Some factors that clinicians may consider when ruling out histamine intolerance;
- Are there at least 2 symptoms of histamine intolerance?
- Do symptoms improve after taking antihistamine medications?
- Do symptoms improve on a histamine elimination diet?
- Are diamine oxidase (DAO) levels reduced?
- Is histamine level raised in plasma?
- Is there increased N-methyl histamine in the urine?
- Have other possible conditions been ruled out?
What causes histamine intolerance?
Histamine has beneficial roles in the body and we don’t want to have too much or too little. The enzyme Diamine Oxidase (DAO) helps to keep things balanced by breaking down histamine coming into the body from histamine rich foods. When there isn’t enough of this enzyme available to break down histamine we can experience symptoms of histamine overload.
Deficiencies in nutrients like vitamin B6, vitamin C and copper, needed for DAO enzyme activity, can contribute to histamine intolerance. Histamine N-methyl transferase (HNMT) is another important enzyme which helps to breakdown histamine within cells.
Damage to the intestinal lining, associated with a range of different gastrointestinal conditions including inflammatory bowel diseases, can lead to reduced production of DAO enzyme.
Mutations in the gene that makes the DAO enzyme have also been found and can be linked with conditions like food allergies and Inflammatory bowel disease. Other genetic mutations that can affect histamine metabolism include the Histamine N-methyl transferase (HNMT) gene, the Catechol-o-methyl-transferase (COMT) gene which impacts histamine level through its effects on estrogen metabolism, and genes like MTHFR which affect the activation and function of the above genes.

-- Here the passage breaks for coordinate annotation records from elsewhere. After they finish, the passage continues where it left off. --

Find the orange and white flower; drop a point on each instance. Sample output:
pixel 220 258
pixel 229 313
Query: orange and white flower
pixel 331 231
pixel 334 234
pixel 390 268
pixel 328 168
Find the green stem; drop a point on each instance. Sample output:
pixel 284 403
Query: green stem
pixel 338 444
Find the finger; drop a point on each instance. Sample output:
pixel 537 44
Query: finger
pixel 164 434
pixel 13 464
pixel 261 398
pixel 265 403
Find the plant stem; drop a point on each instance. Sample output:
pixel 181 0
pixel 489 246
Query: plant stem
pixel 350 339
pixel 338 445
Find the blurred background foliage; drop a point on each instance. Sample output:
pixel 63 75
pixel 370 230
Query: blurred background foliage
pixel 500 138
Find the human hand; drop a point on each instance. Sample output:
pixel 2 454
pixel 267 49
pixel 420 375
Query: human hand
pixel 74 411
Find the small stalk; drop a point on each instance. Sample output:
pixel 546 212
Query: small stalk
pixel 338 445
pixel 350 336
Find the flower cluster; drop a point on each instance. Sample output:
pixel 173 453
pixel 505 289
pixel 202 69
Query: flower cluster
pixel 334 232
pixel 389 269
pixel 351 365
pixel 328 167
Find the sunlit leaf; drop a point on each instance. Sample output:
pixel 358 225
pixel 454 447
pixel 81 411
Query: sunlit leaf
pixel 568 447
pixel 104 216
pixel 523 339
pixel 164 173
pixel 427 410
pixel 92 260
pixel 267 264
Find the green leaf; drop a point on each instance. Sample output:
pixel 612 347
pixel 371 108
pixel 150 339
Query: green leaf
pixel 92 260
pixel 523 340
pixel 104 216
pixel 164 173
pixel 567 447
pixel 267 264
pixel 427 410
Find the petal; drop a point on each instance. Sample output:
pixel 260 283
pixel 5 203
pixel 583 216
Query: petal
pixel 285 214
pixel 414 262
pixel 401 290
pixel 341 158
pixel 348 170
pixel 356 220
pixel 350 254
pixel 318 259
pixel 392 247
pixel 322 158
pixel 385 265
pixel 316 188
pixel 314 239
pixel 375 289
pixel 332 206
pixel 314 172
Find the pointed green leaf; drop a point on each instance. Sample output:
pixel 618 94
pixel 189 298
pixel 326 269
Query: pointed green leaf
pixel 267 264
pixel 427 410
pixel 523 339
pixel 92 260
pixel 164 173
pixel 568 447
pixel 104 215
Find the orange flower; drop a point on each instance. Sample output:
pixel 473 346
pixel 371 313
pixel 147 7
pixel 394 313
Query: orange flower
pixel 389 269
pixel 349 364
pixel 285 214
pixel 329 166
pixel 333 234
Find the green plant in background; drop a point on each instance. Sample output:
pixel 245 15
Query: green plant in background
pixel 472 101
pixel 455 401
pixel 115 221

How is histamine intolerance treated?
- Following a histamine elimination diet
- Avoiding alcohol and drugs which raise histamine levels
- Using antihistamine medications or supplements
- Taking DAO enzyme supplements
- Reducing exposure to allergens
Environmental and food allergens contribute to histamine intolerance by increasing histamine levels. Avoiding or limiting exposure to these allergens where possible can help to increase a persons threshold for histamine intolerance. Immunotherapies that promote desensitisation to allergens are also available. Additional approaches, which aim to address the root causes of histamine intolerance, include;
- Correcting nutritional insufficiencies (e.g. vitamin B6, copper, vitamin C)
- Nutrigenomic therapy
- Gut repair and treatment of gut dysbiosis
Addressing nutritional insufficiencies such as in vitamin B6, copper and vitamin C that are needed for DAO production is an important step to reduce histamine sensitivity. Gut repair and addressing underlying conditions such as dysbiosis and small intestinal bacterial overgrowth (SIBO) can help to reduce histamine production and improve DAO production. Treating existing genetic mutations related to histamine intolerance using nutrigenomic therapy is another approach that aims for long-term resolution.
Maintz, L., Bieber, T. and Novak, N. (2006). Histamine intolerance in clinical practice. Deutsches Arzteblatt International, 103 (51-52), 3477-3483.
Munoz-Esparza, N.C., Latorre-Moratalla, M.L., Comas-Baste, O., Toro-Funes, N., Veciana-Bogues, M.T., and Vital-Carou, M.C. (2019). Polyamines in food. Frontiers in Nutrition, 6,(108), 1-11.